Streamlining UML Diagram Automation for ISO 21378 Audit Data Collection

Visits: 25

Nobuyuki SAMBUICHI
ISO/TC295 Audit data services
Convener at SG1 Semantic model
Co-project Leader at AWI 21926 Semantic data model for audit data services

1. Introduction

In today’s digital world, visual representation of data models is crucial. This blog explains how to automate UML (Unified Modeling Language) diagrams creation from CSV (Comma Separated Values) files using Python and PlantUML.

2. Objective

Our primary goal is to transform class information stored in CSV files into structured UML diagrams, useful for software developers and system architects.

3. Tool and Environment Setup

To begin, ensure you have Python installed. Then, set up PlantUML:

Download PlantUML: Go to PlantUML official website and download plantuml.jar.
Install Java: PlantUML requires Java. Download and install the Java Runtime Environment (JRE).
Verify PlantUML Setup: Run java -jar path/to/plantuml.jar -version in your terminal. Replace path/to/plantuml.jar with your PlantUML jar file path.

4. Building the Python Script and Its Functions

The Python script is designed to automate the UML diagram creation process by performing several key functions:

Path Conversion: Converts relative paths to absolute paths for reliable file access.
Reading Target Classes: Reads specific class names from target_classes_file to selectively generate UML diagrams based on user-defined criteria.
Parsing CSV Data: Extracts essential class properties and relationships from object_class.
Generating PlantUML Code: Transforms extracted data into PlantUML syntax, setting the stage for diagram generation.
Exporting to UML Diagram: Writes the PlantUML code to a file and employs PlantUML to convert this code into a visual UML diagram.

This script, by processing only relevant data from mim.csv and target_classes_file, efficiently creates focused and accurate UML diagrams, enhancing the understanding and representation of complex semantic models.

5. Understanding the CSV Input Format

5.1. object_class

The object_class file, used as input, is a Refined Message Information Model (R-MIM) for HL7 graphwalk, aimed at producing Hierarchical Message Definition (HMD).
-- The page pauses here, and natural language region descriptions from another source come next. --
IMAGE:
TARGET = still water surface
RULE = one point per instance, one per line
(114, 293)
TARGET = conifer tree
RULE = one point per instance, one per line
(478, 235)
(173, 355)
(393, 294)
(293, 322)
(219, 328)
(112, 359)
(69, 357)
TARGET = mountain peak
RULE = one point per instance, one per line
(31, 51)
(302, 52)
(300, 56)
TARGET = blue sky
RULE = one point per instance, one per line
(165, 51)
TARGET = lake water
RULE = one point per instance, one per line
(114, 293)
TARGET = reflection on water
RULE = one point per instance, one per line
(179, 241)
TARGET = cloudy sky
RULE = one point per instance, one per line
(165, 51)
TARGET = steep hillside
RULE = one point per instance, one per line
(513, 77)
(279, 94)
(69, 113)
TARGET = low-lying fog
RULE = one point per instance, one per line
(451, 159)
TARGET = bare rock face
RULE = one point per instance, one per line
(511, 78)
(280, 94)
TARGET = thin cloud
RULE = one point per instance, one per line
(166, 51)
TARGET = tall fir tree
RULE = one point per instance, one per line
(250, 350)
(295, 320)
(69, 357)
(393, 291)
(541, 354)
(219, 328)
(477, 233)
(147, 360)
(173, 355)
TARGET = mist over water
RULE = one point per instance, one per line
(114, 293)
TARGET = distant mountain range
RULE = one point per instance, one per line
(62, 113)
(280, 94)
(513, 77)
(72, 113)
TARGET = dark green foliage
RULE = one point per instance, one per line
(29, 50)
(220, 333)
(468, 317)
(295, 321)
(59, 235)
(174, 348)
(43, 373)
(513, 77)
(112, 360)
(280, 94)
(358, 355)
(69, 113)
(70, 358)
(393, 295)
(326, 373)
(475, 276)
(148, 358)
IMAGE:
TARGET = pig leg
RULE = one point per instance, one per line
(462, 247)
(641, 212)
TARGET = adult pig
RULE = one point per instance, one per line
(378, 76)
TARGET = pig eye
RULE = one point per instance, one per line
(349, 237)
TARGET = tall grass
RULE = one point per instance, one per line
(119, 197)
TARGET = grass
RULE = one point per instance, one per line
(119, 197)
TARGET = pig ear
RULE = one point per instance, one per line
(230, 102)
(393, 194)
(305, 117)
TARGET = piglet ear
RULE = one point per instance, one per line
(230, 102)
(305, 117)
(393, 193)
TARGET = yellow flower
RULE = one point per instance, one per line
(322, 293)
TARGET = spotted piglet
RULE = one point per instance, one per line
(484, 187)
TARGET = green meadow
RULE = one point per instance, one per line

The file contains the following columns:

ID: A unique identifier for each entry.
Type: The type of the entry, such as attribute, association, etc.
Level: The hierarchical level of the entry in the model.
Multiplicity: Defines the multiplicity of the relationship.
ClassName: The name of the class.
AttributeName: The name of the attribute.
Datatype: The datatype of the attribute.
AssociatedClass: Any class that is associated with the current entry.
Description: A brief description of the entry.

It’s important to note that the Python script utilizes only a subset of these columns – specifically ClassName, AttributeName, Type, Datatype, and AssociatedClass, to construct the UML diagrams.

Ensure the CSV file follows this format for the script to parse and generate UML diagrams correctly.

The Python script specifically processes the following columns from object_class file:

ClassName: Utilized to identify and create UML classes.
AttributeName: Used to define attributes within each UML class.
Type: Indicates the nature of the entry, whether it’s an attribute or a type of relationship (like association or aggregation).
Datatype: Specifies the data type of attributes in the UML class.
AssociatedClass: Important for defining relationships between classes, especially in cases of associations, aggregations, and compositions.

These columns are essential for accurately mapping the R-MIM data into a structured UML diagram, capturing the necessary details for each class and their inter-relationships.

5.2. target_classes_file

The object_class file, integral to this semantic model, encompasses a range of classes related to the Refined Message Information Model (R-MIM) for HL7. To selectively generate UML class diagrams, the target_classes_file is utilized. This file contains a list of class names, with each class name written on a separate row. The Python script reads this file to filter and process only the specified classes from mim.csv, enabling focused and relevant UML diagram generation based on the user’s requirements.

6. Usage

Prepare your CSV with class information, then run the Python script to generate the UML diagram.

7. Conclusion

This automation simplifies creating UML diagrams from CSV files, showcasing the synergy between Python’s simplicity and PlantUML’s efficiency.